Though these remarks may reflect what they said, the situation is a little awkward in the way that the U.S. emphasizes the “status quo.” In 1999, when Lee Teng-hui proposed special state-to-state relations, the Clinton administration was uneasy, so it sought to maintain the status quo across the Taiwan Strait in terms of “three pillars”: “one China,” “cross-strait dialogue,” and “peaceful resolution.” During President George W. Bush’s term, the Chen Shui-bian administration proposed “one country on each side,” but the U.S. asked for the status quo again. The so-called “status quo,” as James Kelly, then assistant U.S. secretary of state for East Asian and Pacific affairs, would say, is up to the U.S. to define.

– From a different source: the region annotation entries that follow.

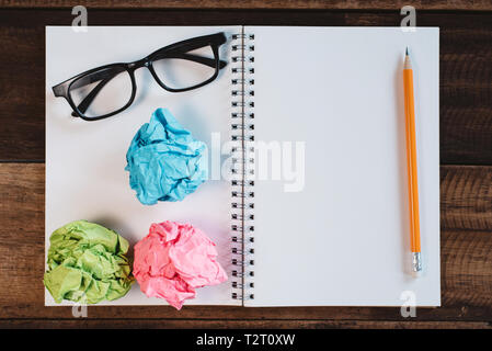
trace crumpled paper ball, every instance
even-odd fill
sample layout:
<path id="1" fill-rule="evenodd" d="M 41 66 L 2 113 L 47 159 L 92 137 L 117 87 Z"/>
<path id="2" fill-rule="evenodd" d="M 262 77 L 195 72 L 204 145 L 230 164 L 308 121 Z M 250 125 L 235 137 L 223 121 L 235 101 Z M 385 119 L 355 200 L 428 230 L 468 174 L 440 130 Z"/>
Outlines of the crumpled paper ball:
<path id="1" fill-rule="evenodd" d="M 145 205 L 181 201 L 208 174 L 206 145 L 167 109 L 158 109 L 135 135 L 126 154 L 129 184 Z"/>
<path id="2" fill-rule="evenodd" d="M 62 299 L 96 304 L 130 290 L 128 241 L 115 231 L 76 220 L 55 230 L 49 242 L 44 284 L 58 304 Z"/>
<path id="3" fill-rule="evenodd" d="M 202 230 L 167 220 L 152 224 L 135 246 L 134 276 L 147 296 L 181 309 L 195 288 L 227 281 L 216 258 L 215 244 Z"/>

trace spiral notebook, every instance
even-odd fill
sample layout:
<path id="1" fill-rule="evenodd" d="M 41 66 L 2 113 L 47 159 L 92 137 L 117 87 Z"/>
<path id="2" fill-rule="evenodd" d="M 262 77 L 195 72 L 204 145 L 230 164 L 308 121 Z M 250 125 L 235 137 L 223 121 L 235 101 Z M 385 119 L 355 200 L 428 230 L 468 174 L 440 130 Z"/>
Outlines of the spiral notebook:
<path id="1" fill-rule="evenodd" d="M 220 49 L 228 66 L 198 90 L 169 93 L 138 70 L 136 103 L 94 123 L 70 117 L 53 97 L 54 84 L 92 67 L 217 32 L 228 38 Z M 415 71 L 419 279 L 409 272 L 405 46 Z M 438 306 L 438 46 L 431 27 L 47 27 L 46 250 L 49 235 L 75 219 L 130 245 L 169 219 L 207 233 L 229 276 L 185 306 Z M 209 180 L 195 193 L 145 206 L 128 185 L 125 154 L 157 107 L 221 151 L 210 152 Z M 48 292 L 45 304 L 57 305 Z M 135 284 L 100 305 L 165 302 Z"/>

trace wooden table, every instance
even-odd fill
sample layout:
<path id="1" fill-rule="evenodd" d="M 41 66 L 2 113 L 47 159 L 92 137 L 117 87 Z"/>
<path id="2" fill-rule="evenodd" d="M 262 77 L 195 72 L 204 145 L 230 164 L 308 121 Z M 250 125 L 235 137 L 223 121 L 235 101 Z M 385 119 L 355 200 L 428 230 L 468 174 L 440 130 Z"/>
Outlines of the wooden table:
<path id="1" fill-rule="evenodd" d="M 451 4 L 447 4 L 447 3 Z M 401 1 L 83 1 L 89 25 L 400 25 Z M 439 308 L 45 307 L 45 25 L 78 1 L 0 0 L 0 327 L 491 328 L 492 2 L 413 1 L 440 27 Z M 284 7 L 284 9 L 281 9 Z M 36 8 L 36 9 L 33 9 Z M 199 9 L 199 10 L 196 10 Z"/>

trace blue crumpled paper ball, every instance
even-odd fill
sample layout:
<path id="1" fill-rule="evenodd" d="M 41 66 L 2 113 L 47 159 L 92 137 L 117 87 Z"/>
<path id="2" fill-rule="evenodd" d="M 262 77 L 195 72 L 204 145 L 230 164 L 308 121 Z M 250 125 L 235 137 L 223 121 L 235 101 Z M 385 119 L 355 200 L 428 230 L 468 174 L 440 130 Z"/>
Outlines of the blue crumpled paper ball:
<path id="1" fill-rule="evenodd" d="M 181 201 L 208 174 L 206 145 L 193 138 L 168 109 L 158 109 L 126 152 L 129 185 L 145 205 Z"/>

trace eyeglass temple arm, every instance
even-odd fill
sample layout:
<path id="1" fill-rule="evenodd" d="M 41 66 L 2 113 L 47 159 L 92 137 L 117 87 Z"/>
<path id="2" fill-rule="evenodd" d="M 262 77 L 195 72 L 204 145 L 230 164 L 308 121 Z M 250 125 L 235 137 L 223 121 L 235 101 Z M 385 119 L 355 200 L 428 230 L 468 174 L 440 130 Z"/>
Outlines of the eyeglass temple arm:
<path id="1" fill-rule="evenodd" d="M 164 57 L 162 57 L 164 58 Z M 182 59 L 187 59 L 191 61 L 195 61 L 198 64 L 203 64 L 209 67 L 215 68 L 215 59 L 214 58 L 208 58 L 208 57 L 202 57 L 202 56 L 196 56 L 196 55 L 192 55 L 192 54 L 186 54 L 186 53 L 174 53 L 174 54 L 170 54 L 170 55 L 165 55 L 165 58 L 182 58 Z M 227 61 L 224 60 L 219 60 L 219 69 L 226 67 Z M 92 91 L 80 102 L 80 104 L 77 106 L 77 109 L 81 112 L 84 113 L 87 111 L 87 109 L 89 109 L 90 104 L 92 103 L 92 101 L 95 99 L 95 97 L 98 97 L 99 92 L 101 91 L 101 89 L 104 88 L 105 84 L 107 84 L 114 77 L 116 77 L 116 75 L 119 75 L 121 71 L 112 71 L 112 70 L 107 70 L 106 73 L 101 76 L 101 78 L 104 78 L 101 80 L 101 82 L 94 87 L 94 89 L 92 89 Z M 106 76 L 106 77 L 104 77 Z M 80 87 L 84 87 L 92 83 L 92 81 L 87 81 L 84 82 L 83 79 L 79 80 L 79 82 L 77 82 L 76 87 L 72 88 L 80 88 Z M 71 113 L 71 115 L 73 117 L 77 117 L 77 113 L 73 111 Z"/>
<path id="2" fill-rule="evenodd" d="M 194 61 L 194 63 L 198 63 L 202 65 L 206 65 L 208 67 L 215 68 L 215 58 L 208 58 L 208 57 L 203 57 L 203 56 L 197 56 L 197 55 L 193 55 L 193 54 L 186 54 L 186 53 L 163 53 L 161 56 L 157 56 L 157 59 L 162 59 L 162 58 L 182 58 L 182 59 L 187 59 L 190 61 Z M 227 61 L 225 60 L 219 60 L 219 69 L 222 69 L 224 67 L 227 66 Z"/>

The current Obama administration has a very interesting position on cross-strait relations. Now the U.S. urges China and Taiwan to resolve their conflict peacefully through dialogue. Has the U.S. given up on promoting its one-China concept to the DPP?*

Perhaps not. The media once reported that according to U.S. think tanks in Taipei, if Tsai Ing-wen** did not meet Beijing’s requirements in the G-20, if Beijing put all kinds of pressure on economy, trade, and diplomacy, then the U.S. would not be able to help Taiwan and nor would it act as a peacemaker.

From the looks of this, the U.S. is in an unimaginable position. If Beijing takes up a firmer stance against Taiwan because of the U.S.’s attitude, it would be no surprise.

*Editor’s note: The DPP stands for the Democratic Progressive Party, a progressive and liberal political party in Taiwan.

**Editor’s note: Tsai Ing-wen is president-elect of Taiwan.